As contas do Expansão são efectuadas a partir dos preços de referência nas refinarias fora do País, tanto para a gasolina como para o gasóleo, com a adição das margens de logística (30%), distribuição (10%) e comercialização (15%). Em Angola, o preço do litro da gasolina foi actualizado no dia 2 de Junho – passou de 185 Kz para 300 Kz por litro – mas o preço do gasóleo não é alterado desde Janeiro de 2016.
“A minha primeira preocupação está mesmo no preço do gasóleo, porque este produto toca em muito mais coisas na economia. Não se pode mudar o preço do gasóleo da mesma forma, uma subida abrupta do gasóleo pode parar o País. Considero que a subida da gasolina foi uma boa decisão, mas muito mal operacionalizada. Foi um desastre”, defende José Oliveira, pesquisador do Centro de Estudos e Investigação Científica (CEIC) da Universidade Católica de Angola.
O académico e antigo director da revista Energia critica a subida repentina do preço da gasolina, “anunciada num dia, para entrar em vigor no dia a seguir”, e a forma como foram disponibilizados os cartões de débito para compensar taxistas e moto-taxistas.
Sobre como acomodar estas subidas e a retirada dos subsídios aos combustíveis num contexto desafiador para a economia nacional, José Oliveira mantém-se na defesa do gradualismo, uma posição que mantém desde que o tema saltou para o debate público.
“É preciso ter muito cuidado…Considero que é importante reduzir os subsídios, mas isso deve ser feito passo-a-passo. Por exemplo, se formos subindo o preço do gasóleo de seis em seis meses, com aumentos parciais de 10-15% (no máximo), a economia é capaz de absorver esses impactos sem provocar uma grande subida da taxa de inflação”, acredita Oliveira.

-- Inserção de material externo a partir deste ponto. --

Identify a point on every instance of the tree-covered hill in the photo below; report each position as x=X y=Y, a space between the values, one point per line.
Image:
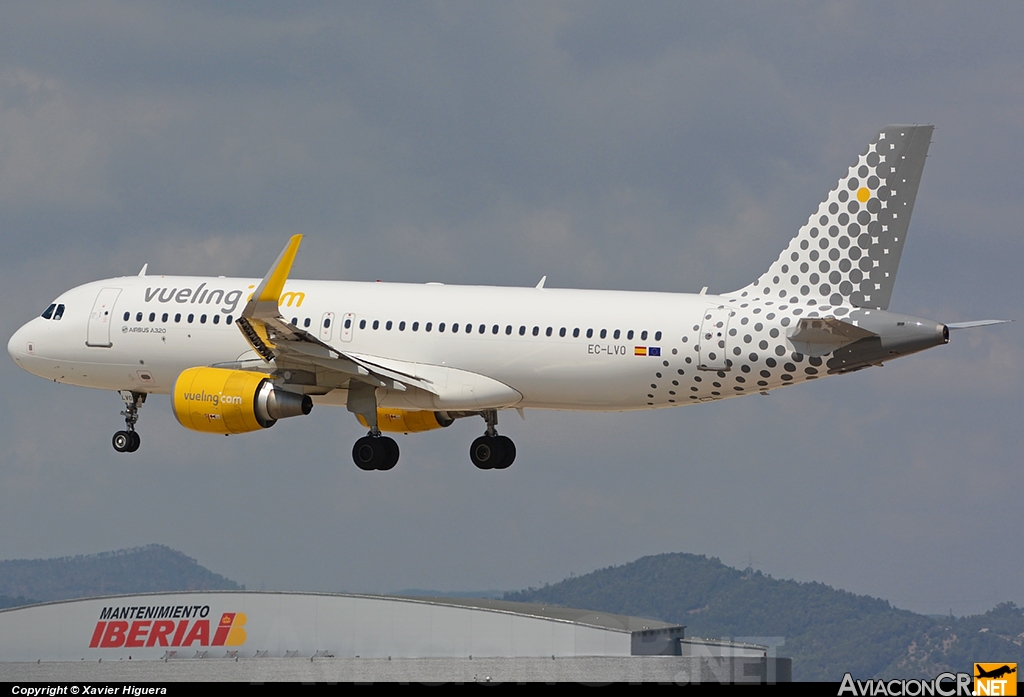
x=826 y=632
x=142 y=569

O especialista considera ainda que “a situação financeira do País é muito má” e que compensar os agentes económicos com dinheiro, via sistema multicaixa, pode ser insustentável e “correr mal”.

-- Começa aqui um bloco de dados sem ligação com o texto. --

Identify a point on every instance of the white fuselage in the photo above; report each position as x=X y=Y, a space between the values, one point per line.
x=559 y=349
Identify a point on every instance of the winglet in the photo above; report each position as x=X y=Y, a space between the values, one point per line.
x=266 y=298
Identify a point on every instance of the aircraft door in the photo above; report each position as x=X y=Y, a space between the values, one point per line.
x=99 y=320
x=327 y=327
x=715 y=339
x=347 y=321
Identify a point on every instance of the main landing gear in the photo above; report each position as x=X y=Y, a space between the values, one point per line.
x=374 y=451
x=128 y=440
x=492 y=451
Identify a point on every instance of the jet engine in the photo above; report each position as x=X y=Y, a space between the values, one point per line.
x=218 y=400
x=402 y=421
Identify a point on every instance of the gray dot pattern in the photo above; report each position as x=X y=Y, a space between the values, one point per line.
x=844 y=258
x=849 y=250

Outra questão importante na análise ao tema dos subsídios, na opinião de José Oliveira, está relacionada com o futuro da Sonangol. Actualmente, a petrolífera nacional importa (em USD) os produtos refinados para revendê-los depois no mercado interno (em kwanzas) – a diferença financeira entre as duas funções representa, na prática, o subsídio estatal aos preços dos combustíveis.

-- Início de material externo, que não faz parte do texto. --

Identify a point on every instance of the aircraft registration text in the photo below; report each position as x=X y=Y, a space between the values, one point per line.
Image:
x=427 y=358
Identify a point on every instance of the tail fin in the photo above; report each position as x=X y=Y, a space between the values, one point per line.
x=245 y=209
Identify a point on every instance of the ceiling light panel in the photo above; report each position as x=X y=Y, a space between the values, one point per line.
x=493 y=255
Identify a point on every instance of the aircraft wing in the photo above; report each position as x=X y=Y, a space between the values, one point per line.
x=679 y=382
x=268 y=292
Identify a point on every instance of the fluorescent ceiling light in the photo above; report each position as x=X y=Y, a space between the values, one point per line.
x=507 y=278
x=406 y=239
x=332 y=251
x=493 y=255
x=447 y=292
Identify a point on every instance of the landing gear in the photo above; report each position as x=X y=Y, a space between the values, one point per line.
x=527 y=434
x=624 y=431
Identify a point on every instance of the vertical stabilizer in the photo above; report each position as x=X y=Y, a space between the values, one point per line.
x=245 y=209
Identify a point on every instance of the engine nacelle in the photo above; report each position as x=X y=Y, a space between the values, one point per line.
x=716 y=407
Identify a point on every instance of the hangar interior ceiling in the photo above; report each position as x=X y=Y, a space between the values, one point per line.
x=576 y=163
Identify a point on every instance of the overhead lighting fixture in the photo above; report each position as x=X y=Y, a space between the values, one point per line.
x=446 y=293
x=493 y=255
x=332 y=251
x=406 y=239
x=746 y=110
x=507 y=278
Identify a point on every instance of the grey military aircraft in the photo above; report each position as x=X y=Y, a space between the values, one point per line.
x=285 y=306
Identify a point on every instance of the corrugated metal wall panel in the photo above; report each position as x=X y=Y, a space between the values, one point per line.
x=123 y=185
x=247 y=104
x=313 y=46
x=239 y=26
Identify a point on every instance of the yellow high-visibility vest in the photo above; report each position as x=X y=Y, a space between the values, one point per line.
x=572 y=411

“A Sonangol não paga impostos e espera pelo final do ano fiscal para acertar contas com o Governo. Mas os subsídios aos combustíveis são mais elevados do que os impostos que a Sonangol deve pagar, ou seja, a dívida do Estado à Sonangol está a aumentar. E está a atingir proporções que colocam em causa o futuro da maior empresa do País, o que é preocupante”, alerta o investigador associado ao CEIC.
Para 2023, as estimativas em Angola apontam para níveis de despesa com subsídios de 1,82 biliões Kz, ou seja, 19,37% da despesa fiscal primária e 2,9% do PIB.